An artist rendering of a recent discovery: the Voyager spacecraft found that our solar system is surrounded by a kind of cloud, which is held together by a magnetic field. It's wispy but a pretty big cloud--30 light years across. This magnetic field, it's now felt, helps to shield us from cosmic radiation. The Earth has its own magnetic field shield as well.

Too Good A Story

"Fear and falsehood only dread examination. Truth invites it."
Samuel Johnson

Here's a story you might have heard. Back in the 60s, NASA wanted a pen that astronauts could use in space, so they could write in zero gravity. They spent millions developing the technologically sophisticated and expensive "space pen." Meanwhile, the Soviet space program came up with their own solution. They used pencils.

It's a perfect story in its own way. It cheers those who are against government spending and feel that government always wastes money and screws things up. But it also cheers those who have experienced bureaucracy in any organization, and who are suspicious of high tech solutions for everything. And it cheers people who want to believe that scientists are buffoons, out to trick everybody for their own benefit.

So it gets repeated, in print and on the air, and in clever emails. It also happens to be untrue in almost every detail.

Both the Soviet cosmonauts and American astronauts started out using pencils. Both space programs worried about the hazards of keeping the pencils sharp and the lead breaking off and floating around in the weightless space capsules. They used grease pencils for awhile. Meanwhile, an entrepreneur named Paul Fisher independently designed and produced what's known as the Fisher space pen. NASA didn't spend a cent on developing it. And eventually both the U.S. and Russian space programs adopted the Fisher space pen.

There are many other untrue stories that get prominently and endlessly repeated, many of them much more pernicious, told often enough by deliberate liars and retold by people predisposed to believe them. This alarming trend is growing. Sometimes it's because it's a good story--even if it's too good to be true. But more often these days, stories are accepted because they are sensational, or because they support a prejudice and a worldview, while they feed hatred and fear: everything from death panels to a conspiracy of scientists on the Climate Crisis.
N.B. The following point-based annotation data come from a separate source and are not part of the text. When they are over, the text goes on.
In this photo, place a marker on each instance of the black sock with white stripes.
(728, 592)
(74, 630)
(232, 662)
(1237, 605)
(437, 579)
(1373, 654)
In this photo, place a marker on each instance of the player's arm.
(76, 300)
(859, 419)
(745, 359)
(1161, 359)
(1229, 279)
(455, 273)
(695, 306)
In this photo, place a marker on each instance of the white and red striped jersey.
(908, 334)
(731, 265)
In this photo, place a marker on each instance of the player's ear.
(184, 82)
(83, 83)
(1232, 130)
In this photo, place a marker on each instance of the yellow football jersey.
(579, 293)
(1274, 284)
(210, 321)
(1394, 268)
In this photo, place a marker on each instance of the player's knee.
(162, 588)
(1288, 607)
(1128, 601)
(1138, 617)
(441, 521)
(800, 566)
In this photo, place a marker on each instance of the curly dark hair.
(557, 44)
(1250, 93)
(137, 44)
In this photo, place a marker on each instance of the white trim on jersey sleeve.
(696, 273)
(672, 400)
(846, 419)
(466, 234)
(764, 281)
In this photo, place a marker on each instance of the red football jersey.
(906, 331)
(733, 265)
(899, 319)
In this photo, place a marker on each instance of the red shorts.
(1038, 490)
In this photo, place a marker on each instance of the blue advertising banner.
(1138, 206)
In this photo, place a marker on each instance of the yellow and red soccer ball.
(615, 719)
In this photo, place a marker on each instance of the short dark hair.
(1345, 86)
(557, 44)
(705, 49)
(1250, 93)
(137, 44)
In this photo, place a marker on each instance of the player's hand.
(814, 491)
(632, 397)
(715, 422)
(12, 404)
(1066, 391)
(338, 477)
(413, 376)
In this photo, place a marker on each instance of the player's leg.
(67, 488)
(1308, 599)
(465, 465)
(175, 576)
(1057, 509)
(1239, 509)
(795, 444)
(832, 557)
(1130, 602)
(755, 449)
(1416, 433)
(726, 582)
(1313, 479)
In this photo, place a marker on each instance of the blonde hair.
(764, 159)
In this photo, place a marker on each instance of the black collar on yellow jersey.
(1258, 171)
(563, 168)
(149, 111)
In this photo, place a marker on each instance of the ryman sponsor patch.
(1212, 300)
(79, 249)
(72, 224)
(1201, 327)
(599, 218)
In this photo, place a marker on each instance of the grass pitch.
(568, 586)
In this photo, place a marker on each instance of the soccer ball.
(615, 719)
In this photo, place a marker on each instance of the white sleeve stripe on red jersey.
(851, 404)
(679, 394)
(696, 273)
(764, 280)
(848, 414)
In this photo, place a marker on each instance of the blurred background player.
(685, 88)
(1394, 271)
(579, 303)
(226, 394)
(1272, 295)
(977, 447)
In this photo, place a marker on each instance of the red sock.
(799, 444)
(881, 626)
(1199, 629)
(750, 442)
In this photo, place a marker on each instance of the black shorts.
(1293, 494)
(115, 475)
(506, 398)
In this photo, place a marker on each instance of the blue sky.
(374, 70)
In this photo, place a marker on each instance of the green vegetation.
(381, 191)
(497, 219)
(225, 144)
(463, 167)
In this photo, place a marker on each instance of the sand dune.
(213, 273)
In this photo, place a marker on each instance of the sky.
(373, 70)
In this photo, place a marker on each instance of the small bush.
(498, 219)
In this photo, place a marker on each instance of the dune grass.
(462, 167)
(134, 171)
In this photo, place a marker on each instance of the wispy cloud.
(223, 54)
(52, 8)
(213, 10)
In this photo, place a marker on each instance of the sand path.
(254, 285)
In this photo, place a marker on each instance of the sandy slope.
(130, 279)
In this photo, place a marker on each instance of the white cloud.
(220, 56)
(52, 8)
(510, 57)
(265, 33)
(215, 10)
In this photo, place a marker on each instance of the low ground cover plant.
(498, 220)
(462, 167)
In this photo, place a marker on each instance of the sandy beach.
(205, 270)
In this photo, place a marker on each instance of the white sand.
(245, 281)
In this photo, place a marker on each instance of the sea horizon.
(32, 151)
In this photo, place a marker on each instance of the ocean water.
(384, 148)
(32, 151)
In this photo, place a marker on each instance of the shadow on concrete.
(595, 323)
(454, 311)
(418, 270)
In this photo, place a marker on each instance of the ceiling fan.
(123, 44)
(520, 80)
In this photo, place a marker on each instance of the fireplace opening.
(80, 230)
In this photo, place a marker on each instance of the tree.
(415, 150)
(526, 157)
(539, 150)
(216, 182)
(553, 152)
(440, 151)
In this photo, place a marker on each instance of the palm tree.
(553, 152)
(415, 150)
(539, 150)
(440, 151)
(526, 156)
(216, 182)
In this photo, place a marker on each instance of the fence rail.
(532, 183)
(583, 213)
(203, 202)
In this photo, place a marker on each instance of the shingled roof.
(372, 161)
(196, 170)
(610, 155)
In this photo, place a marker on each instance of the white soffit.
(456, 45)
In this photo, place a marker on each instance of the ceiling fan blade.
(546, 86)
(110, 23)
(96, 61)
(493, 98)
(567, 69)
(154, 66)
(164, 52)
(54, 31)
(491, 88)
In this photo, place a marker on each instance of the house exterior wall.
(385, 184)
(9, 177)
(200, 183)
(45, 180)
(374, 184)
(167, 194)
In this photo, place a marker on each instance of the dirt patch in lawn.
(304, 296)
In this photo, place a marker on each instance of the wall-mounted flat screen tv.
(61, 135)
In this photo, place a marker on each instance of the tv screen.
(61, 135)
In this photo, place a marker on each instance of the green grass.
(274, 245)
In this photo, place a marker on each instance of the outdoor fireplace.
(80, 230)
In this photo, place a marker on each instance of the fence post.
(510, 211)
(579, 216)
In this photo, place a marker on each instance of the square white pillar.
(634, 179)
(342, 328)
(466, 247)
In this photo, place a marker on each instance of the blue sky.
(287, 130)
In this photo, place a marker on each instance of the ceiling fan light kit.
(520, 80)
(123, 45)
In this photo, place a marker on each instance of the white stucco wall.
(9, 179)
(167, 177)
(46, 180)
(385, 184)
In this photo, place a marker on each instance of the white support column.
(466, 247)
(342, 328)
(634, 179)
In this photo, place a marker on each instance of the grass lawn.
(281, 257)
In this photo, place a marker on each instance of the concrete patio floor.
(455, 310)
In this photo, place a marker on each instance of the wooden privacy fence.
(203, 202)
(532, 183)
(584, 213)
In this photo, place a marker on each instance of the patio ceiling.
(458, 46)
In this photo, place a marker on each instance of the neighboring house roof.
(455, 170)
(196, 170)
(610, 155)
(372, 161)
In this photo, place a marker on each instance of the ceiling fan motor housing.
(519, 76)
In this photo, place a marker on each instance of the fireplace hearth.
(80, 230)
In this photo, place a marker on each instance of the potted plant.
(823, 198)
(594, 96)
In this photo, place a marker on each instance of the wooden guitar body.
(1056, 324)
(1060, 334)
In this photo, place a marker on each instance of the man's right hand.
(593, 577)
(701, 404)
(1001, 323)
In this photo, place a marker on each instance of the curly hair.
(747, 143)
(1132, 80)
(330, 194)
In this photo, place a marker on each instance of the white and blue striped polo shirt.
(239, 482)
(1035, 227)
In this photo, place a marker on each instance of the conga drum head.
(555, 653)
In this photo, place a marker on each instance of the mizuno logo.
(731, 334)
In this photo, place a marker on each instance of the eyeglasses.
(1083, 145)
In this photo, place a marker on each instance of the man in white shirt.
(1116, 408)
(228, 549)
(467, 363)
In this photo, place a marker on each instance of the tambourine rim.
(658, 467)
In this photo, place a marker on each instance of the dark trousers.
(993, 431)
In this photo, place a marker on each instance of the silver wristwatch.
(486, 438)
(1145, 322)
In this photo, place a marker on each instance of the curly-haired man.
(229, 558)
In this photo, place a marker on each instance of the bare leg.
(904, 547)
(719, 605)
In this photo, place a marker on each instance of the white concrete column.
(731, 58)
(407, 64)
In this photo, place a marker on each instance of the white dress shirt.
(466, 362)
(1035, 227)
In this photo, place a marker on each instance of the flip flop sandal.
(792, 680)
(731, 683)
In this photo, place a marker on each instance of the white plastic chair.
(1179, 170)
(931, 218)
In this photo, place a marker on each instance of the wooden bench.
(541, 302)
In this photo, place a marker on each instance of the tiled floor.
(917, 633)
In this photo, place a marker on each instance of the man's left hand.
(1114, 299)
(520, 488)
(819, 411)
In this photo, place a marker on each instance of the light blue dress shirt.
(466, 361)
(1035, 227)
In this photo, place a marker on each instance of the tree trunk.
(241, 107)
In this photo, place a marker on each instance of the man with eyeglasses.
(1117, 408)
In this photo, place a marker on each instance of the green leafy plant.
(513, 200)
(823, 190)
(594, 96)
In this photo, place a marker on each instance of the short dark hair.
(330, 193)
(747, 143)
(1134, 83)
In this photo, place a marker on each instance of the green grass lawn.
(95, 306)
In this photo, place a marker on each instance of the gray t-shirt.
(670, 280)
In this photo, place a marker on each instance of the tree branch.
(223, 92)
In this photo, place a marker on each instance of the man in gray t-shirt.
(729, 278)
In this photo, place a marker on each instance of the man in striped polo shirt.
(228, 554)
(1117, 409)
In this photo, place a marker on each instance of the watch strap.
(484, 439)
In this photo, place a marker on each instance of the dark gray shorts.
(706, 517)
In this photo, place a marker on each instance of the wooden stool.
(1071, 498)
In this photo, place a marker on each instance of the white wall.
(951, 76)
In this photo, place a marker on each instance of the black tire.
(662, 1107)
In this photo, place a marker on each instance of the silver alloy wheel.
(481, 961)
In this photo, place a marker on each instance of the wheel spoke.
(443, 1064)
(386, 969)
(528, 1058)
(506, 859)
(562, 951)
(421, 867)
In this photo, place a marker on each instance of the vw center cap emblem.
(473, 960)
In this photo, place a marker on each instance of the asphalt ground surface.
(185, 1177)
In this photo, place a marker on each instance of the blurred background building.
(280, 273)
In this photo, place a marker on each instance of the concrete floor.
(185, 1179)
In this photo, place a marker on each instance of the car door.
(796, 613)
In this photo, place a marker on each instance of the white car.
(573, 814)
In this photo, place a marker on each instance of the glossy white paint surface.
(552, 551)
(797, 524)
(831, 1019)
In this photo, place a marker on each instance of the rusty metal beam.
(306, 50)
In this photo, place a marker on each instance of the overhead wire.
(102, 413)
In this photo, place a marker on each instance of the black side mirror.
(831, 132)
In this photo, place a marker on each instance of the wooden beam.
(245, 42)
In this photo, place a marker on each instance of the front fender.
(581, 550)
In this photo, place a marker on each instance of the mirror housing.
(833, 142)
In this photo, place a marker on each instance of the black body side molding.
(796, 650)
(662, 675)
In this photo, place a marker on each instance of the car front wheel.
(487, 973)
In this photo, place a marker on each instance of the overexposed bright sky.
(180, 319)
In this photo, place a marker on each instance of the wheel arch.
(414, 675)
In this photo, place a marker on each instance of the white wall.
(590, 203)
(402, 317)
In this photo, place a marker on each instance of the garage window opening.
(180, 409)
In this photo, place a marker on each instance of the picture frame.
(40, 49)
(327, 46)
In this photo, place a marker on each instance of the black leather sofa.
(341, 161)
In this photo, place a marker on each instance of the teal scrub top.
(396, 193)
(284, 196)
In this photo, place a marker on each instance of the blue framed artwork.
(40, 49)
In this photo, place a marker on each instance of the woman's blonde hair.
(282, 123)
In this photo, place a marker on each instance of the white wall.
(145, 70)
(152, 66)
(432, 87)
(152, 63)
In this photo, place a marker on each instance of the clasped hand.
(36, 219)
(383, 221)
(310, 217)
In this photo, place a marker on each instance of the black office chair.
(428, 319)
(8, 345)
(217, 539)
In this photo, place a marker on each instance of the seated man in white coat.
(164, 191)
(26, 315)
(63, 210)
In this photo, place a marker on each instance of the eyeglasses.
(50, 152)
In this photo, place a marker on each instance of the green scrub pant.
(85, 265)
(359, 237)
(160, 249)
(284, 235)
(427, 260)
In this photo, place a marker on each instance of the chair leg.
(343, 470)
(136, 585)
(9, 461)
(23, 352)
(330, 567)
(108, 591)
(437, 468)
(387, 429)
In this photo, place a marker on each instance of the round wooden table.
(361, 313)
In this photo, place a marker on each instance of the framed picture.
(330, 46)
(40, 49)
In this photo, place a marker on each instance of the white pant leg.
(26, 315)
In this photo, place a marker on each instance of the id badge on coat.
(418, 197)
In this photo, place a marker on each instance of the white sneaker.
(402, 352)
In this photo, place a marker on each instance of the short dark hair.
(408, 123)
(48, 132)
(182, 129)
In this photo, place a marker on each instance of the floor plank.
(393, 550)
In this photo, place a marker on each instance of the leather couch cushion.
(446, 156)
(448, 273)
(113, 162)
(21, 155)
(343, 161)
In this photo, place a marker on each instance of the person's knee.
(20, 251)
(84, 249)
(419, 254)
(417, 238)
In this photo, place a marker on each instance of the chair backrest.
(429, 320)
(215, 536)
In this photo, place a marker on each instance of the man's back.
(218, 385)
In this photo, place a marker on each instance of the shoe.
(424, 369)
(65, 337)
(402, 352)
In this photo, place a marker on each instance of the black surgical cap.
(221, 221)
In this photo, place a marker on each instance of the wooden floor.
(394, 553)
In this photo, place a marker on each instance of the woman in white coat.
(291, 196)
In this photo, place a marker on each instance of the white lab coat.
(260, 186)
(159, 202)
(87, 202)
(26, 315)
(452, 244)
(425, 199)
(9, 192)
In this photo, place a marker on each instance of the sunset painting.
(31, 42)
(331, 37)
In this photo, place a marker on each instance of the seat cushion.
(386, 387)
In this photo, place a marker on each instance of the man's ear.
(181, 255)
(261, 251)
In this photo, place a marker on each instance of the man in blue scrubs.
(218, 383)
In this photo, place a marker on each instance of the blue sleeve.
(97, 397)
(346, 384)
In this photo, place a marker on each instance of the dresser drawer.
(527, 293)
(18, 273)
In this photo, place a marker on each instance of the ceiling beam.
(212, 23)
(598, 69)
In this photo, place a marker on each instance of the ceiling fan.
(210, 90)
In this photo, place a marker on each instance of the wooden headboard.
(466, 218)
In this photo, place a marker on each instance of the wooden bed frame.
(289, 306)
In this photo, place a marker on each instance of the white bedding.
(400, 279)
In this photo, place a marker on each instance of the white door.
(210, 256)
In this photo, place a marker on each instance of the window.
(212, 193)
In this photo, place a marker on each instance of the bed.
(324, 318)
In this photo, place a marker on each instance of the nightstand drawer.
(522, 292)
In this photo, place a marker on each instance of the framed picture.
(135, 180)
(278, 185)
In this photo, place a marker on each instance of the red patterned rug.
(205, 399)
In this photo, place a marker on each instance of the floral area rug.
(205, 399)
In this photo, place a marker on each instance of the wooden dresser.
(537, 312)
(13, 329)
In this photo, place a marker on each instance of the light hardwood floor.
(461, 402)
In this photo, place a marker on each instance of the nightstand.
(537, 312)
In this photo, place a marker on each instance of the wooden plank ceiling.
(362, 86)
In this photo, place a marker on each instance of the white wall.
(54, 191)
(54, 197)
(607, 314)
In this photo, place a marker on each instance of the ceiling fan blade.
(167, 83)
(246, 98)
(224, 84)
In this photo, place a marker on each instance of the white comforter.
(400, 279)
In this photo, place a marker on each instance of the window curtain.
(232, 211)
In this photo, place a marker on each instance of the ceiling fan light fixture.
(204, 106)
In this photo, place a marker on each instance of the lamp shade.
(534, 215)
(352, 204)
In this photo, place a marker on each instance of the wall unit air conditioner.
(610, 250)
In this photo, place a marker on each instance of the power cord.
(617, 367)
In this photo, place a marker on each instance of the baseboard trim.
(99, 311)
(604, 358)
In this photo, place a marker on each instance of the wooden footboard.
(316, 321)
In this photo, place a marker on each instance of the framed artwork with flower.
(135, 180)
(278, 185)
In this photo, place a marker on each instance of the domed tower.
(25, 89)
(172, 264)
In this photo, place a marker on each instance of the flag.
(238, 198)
It leads to contempt, intimidation and violence, and terrible politics. If this is viral communication, we as a nation capable of dealing with the future and the real world are in danger of dying of it.

Monday, January 04, 2010

The Dreaming Up Daily Quote

“Chaplin’s great virtue, aside from his comedic gifts, was his emotional readiness. Those who don’t respond to it will be quick to deny that emotion, or to call him saccharine—and indeed, Chaplin did have a tendency to pull out all the emotional stops and risk bathos. But it always felt real. His was not false sentiment but rather a naked display of raw sentiment. And that’s more than forgivable. It’s who he was. It’s what he had to risk to make his art, and the transcendent emotion of his best work shows that he was right to trust his heart.”